超高圧合成法について

 超高圧法は数十年も前から知られている技術であり、専ら高圧物理や地球科学等の分野で広く利用されてきました。一方で、超高圧プロセスによる材料探索については非金属元素を主たる組成とした系が主流でしたが、金属-金属系や金属-金属-非金属系などにおける探索指針は未確立です。高圧下での物性変化は種々研究されていますが、私たちは主に下記に述べるような現象について注目し、それらを積極的に利用することによって、新しい化合物を探索しています。

ギガパスカル(GPa)の圧力

 圧力の単位で、Pa(パスカル)があります。
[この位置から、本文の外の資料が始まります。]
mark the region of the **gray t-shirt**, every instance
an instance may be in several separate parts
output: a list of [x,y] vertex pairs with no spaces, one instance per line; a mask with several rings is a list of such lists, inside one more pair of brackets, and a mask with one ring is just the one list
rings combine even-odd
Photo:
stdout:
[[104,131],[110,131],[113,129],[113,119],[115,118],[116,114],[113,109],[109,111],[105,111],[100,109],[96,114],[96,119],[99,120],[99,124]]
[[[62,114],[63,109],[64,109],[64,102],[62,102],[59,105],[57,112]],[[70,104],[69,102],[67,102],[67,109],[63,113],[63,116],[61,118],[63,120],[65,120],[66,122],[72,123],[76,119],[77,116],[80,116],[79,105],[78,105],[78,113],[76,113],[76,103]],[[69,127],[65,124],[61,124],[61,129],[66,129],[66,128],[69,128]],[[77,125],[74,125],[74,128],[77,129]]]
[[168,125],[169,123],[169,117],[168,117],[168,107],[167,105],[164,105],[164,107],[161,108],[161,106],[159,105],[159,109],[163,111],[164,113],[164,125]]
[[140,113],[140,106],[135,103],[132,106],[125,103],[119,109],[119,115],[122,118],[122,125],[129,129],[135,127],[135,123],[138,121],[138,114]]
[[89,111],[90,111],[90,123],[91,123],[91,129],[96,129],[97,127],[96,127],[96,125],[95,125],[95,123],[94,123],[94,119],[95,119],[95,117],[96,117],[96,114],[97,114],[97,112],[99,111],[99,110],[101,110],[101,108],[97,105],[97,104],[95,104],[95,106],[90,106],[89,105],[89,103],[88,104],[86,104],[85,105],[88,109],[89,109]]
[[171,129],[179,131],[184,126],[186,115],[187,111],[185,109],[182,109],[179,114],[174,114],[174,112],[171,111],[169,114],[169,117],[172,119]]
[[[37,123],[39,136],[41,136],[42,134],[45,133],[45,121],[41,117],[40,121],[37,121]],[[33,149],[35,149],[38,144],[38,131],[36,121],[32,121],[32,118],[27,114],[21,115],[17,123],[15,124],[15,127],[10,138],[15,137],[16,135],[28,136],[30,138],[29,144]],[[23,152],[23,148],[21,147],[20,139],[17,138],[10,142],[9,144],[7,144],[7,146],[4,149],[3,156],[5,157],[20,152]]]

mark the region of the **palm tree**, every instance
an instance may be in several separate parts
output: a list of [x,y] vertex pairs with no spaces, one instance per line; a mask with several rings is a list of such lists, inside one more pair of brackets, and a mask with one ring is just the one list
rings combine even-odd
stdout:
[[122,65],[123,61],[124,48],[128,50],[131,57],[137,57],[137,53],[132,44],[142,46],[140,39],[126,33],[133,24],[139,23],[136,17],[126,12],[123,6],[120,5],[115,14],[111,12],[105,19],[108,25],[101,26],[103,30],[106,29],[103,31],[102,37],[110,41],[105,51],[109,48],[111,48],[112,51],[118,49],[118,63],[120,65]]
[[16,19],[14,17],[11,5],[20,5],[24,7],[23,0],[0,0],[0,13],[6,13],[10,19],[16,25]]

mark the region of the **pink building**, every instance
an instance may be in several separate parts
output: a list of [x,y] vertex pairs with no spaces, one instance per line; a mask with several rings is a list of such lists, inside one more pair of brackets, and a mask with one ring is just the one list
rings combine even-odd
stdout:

私たちの住む気圧である1気圧は約10万Pa[正確には101325Pa=1013.25hPa(ヘクトパスカル)]となります。ギガパスカルとは、

1GPa=1,000,000,000Pa

ですから、つまり

1ギガパスカル(GPa)=1万気圧

となります。

 地球は右の図に示すような構造となっていますが、表層の地殻とよばれる部分の厚さが焼く数10km~100km程度あるそうです。その地殻の下の圧力が約3~5GPaとなります。
(ちなみに地球の中心は400GPa)

 ところで、ダイヤモンドがおよそ6GPa、1200~1800℃の条件で得られることからも、圧力の大きさが分かるかと思います。

GPaの圧力の世界 ~GPaは何が違う?~

 私たちはギガパスカルの圧力を使って、新しい材料の探索に取り組んでいます。では、圧力がギガパスカルになると具体的にはどういう変化があるのでしょうか?

融点の上昇

 一例として、Mgの融点について見てみると、通常(常圧)での融点は、約650℃ですが、5GPaの圧力におくことによって、融点が1000℃近くまで上昇することが分かっています。これにより、融点より高い温度を用いて固相状態での合成を行うことができます。

図 Mgの圧力による融点の変化

元素の原子体積が圧縮

 感覚的にも分かるかと思いますが、圧力を上昇させると、原子半径が小さくなります。特に、アルカリ金属、アルカリ土類金属および希土類元素で、その傾向が顕著で、5GPaの圧力下で原子体積がMgだと10%減少し、Caでは20%減少します。化合物の結晶構造を決定づける要因の一つとして、構成される元素の原子半径比などは重要な要素ですので、常圧にはない原子半径の状態で新しい化合物が見つかる可能性が広がります。